Itulah yang Allah perintahkan berupa tauhid, memurnikan ibadah kepada-Nya, serta menjauhi berhala-berhala dan ucapan dusta. Dan barangsiapa yang mengagungkan syiar-syiar agama ini -diantaranya; penyembelihan hadyu dan manasik haji- maka pengagungan tersebut merupakan bentuk ketakwaan hati terhadap Tuhannya.

Terdapat bimbingan Nabi untuk senantiasa memperhatikan amalan batin/hati, berusaha untuk memperbaikinya; karena taqwa itu tempatnya di hati, dan sebagai barometer kebaikan pada diri seseorang.

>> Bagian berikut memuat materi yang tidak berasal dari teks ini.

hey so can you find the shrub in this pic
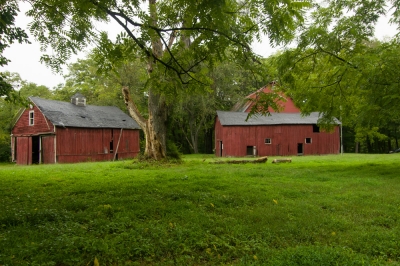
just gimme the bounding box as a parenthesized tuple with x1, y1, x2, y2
(0, 136, 10, 162)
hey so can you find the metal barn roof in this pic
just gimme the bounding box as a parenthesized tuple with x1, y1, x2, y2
(217, 111, 340, 126)
(30, 97, 141, 129)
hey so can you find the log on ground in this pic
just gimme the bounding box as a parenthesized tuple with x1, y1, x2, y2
(213, 156, 268, 164)
(272, 158, 292, 163)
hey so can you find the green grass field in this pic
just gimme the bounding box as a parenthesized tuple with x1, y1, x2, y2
(1, 154, 399, 265)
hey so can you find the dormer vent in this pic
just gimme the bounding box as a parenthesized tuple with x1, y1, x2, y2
(71, 92, 86, 107)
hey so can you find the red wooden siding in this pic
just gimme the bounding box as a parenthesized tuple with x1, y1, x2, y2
(12, 103, 140, 165)
(55, 127, 140, 163)
(16, 137, 30, 165)
(42, 135, 55, 164)
(215, 118, 340, 157)
(12, 106, 54, 135)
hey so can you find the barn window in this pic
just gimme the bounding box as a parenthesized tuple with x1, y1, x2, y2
(29, 111, 34, 126)
(313, 124, 320, 133)
(265, 138, 272, 144)
(305, 138, 312, 144)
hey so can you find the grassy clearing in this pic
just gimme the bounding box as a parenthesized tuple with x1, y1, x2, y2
(1, 154, 400, 265)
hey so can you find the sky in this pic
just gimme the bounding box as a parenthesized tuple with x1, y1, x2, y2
(1, 4, 398, 90)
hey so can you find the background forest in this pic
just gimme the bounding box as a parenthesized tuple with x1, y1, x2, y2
(2, 0, 400, 161)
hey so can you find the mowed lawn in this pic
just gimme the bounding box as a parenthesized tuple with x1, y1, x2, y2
(0, 154, 399, 265)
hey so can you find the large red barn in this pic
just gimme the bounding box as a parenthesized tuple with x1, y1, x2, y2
(215, 84, 341, 157)
(11, 93, 141, 164)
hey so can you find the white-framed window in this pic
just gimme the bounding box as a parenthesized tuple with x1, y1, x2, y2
(29, 111, 34, 126)
(265, 138, 272, 144)
(305, 137, 312, 144)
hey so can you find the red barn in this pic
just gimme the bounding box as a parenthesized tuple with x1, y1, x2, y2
(215, 84, 341, 157)
(11, 93, 141, 164)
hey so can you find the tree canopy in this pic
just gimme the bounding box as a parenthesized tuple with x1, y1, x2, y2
(271, 0, 400, 152)
(23, 0, 311, 159)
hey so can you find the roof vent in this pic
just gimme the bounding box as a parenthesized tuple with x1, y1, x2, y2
(71, 92, 86, 107)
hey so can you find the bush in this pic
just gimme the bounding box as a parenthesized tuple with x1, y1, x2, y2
(166, 140, 181, 159)
(0, 136, 10, 162)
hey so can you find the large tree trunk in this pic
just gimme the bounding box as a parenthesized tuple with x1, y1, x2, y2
(131, 0, 167, 160)
(122, 87, 167, 160)
(121, 0, 168, 160)
(145, 90, 167, 159)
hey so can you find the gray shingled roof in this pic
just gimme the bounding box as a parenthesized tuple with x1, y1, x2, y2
(217, 111, 340, 126)
(30, 97, 141, 129)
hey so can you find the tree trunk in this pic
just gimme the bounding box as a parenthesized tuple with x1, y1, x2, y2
(122, 86, 167, 160)
(190, 125, 199, 154)
(145, 90, 167, 159)
(130, 0, 167, 160)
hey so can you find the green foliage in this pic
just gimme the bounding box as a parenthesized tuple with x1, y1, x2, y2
(0, 133, 10, 162)
(0, 154, 400, 264)
(25, 0, 310, 79)
(23, 0, 313, 100)
(19, 83, 53, 99)
(166, 140, 181, 159)
(52, 55, 148, 109)
(24, 0, 312, 159)
(0, 0, 29, 100)
(270, 0, 400, 152)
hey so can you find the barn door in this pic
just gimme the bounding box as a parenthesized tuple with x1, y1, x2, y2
(219, 141, 223, 157)
(16, 137, 29, 164)
(42, 135, 55, 164)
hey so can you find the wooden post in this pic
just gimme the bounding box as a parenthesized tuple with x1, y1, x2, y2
(113, 128, 123, 161)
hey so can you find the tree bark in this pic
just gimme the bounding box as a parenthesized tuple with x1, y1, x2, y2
(122, 86, 167, 160)
(145, 90, 167, 159)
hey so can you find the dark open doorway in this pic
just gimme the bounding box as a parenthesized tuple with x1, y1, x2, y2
(32, 136, 40, 164)
(297, 143, 303, 155)
(246, 146, 256, 156)
(219, 141, 223, 157)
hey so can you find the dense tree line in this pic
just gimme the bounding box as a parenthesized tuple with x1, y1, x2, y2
(268, 0, 400, 153)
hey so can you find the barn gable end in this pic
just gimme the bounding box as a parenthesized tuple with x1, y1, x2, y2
(231, 82, 301, 113)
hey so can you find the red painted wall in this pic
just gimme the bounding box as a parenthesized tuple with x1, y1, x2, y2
(16, 137, 30, 165)
(42, 135, 55, 164)
(215, 117, 340, 157)
(12, 106, 55, 136)
(55, 127, 140, 163)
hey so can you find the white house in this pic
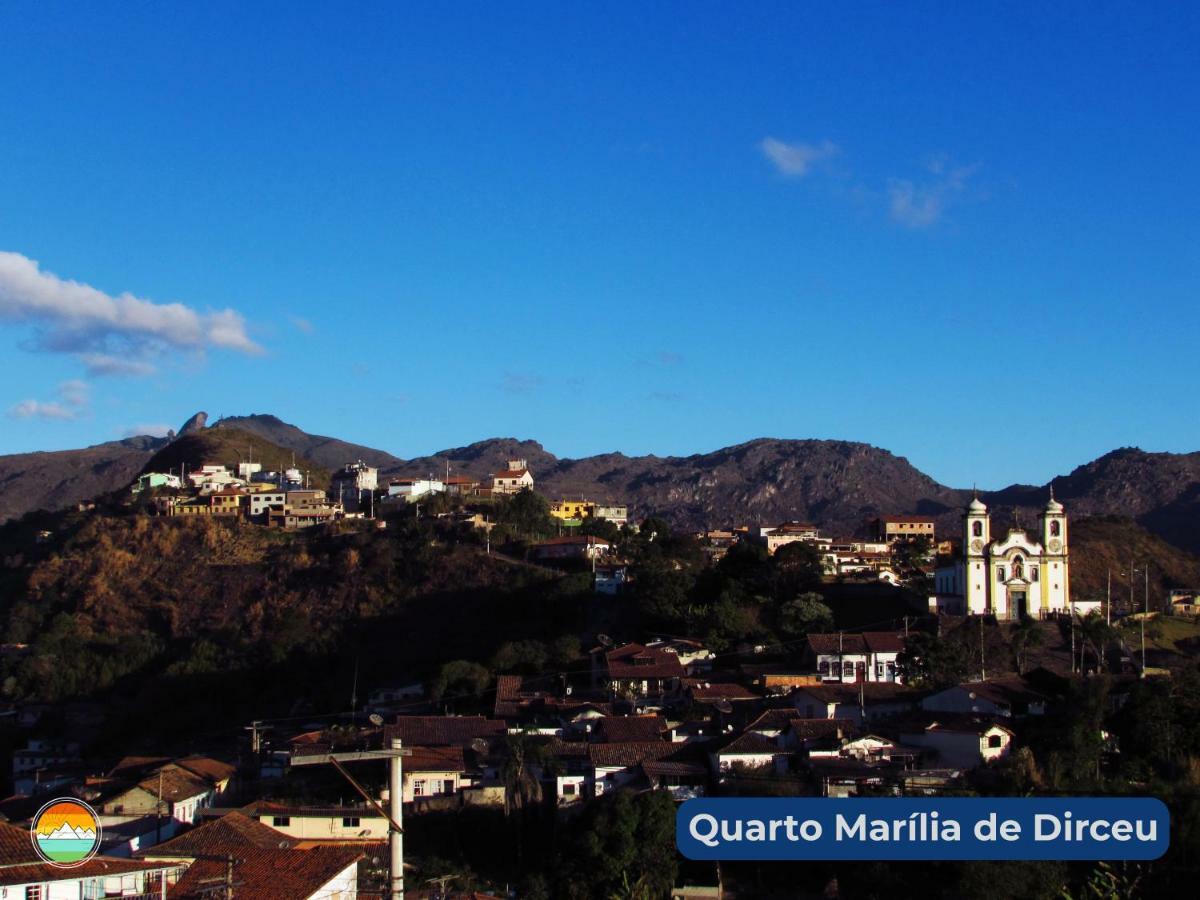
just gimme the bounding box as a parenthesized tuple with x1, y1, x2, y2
(711, 732, 787, 775)
(491, 459, 535, 495)
(249, 491, 288, 518)
(791, 683, 919, 725)
(387, 477, 445, 500)
(900, 719, 1014, 768)
(921, 678, 1048, 718)
(253, 803, 389, 840)
(802, 632, 906, 684)
(0, 822, 183, 900)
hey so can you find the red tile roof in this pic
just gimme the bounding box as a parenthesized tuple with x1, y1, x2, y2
(745, 709, 800, 733)
(382, 716, 505, 747)
(175, 755, 237, 785)
(604, 644, 685, 680)
(169, 844, 363, 899)
(717, 732, 783, 756)
(406, 746, 467, 773)
(135, 766, 214, 803)
(0, 824, 178, 886)
(684, 681, 760, 702)
(593, 715, 666, 743)
(141, 811, 300, 858)
(805, 632, 906, 655)
(588, 742, 681, 769)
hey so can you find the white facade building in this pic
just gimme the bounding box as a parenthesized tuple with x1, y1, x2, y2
(934, 491, 1070, 620)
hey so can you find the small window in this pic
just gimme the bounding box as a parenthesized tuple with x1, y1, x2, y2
(413, 780, 425, 797)
(562, 782, 576, 796)
(972, 521, 983, 537)
(272, 816, 290, 827)
(997, 567, 1006, 581)
(26, 887, 43, 900)
(342, 817, 360, 828)
(1050, 520, 1061, 537)
(987, 734, 1003, 749)
(1031, 567, 1039, 582)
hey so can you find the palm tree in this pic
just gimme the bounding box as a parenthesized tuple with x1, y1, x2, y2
(500, 733, 550, 868)
(1010, 615, 1044, 674)
(1077, 612, 1113, 674)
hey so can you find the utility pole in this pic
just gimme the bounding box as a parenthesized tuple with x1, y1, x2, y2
(979, 616, 986, 681)
(389, 737, 405, 900)
(1142, 564, 1150, 675)
(1070, 611, 1076, 674)
(1106, 568, 1112, 626)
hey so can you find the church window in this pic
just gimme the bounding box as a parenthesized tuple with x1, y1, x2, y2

Orang-orang yang mengagungkan syiar-syiar haji maka tentu lebih layak dalam menghormati Ahlul Qur’an.

Karena “Kehancuran dunia ini lebih ringan di sisi Allah dibandingkan dengan pembunuhan seorang muslim.” (HR An-Nasa’i).

Ulama adalah pewaris para nabi, maka Luhumul Ulama’ Masmuumah (daging ulama itu beracun). Hendaknya dengannya kita menghormati ahlul Qur’an.

Allah Ta’ala berfirman:

وَٱخْفِضْ جَنَاحَكَ لِمَنِ ٱتَّبَعَكَ مِنَ ٱلْمُؤْمِنِينَ

Dan rendahkanlah dirimu terhadap orang-orang yang mengikutimu, yaitu orang-orang yang beriman.” (Assy-Syu’ara’: 215).

Yaitu, dengan sikap lembutmu, tutur katamu yang halus kepada mereka, rasa sayang dan cintamu kepada mereka serta akhlak mulia dan seluruh kebaikanmu terhadap mereka.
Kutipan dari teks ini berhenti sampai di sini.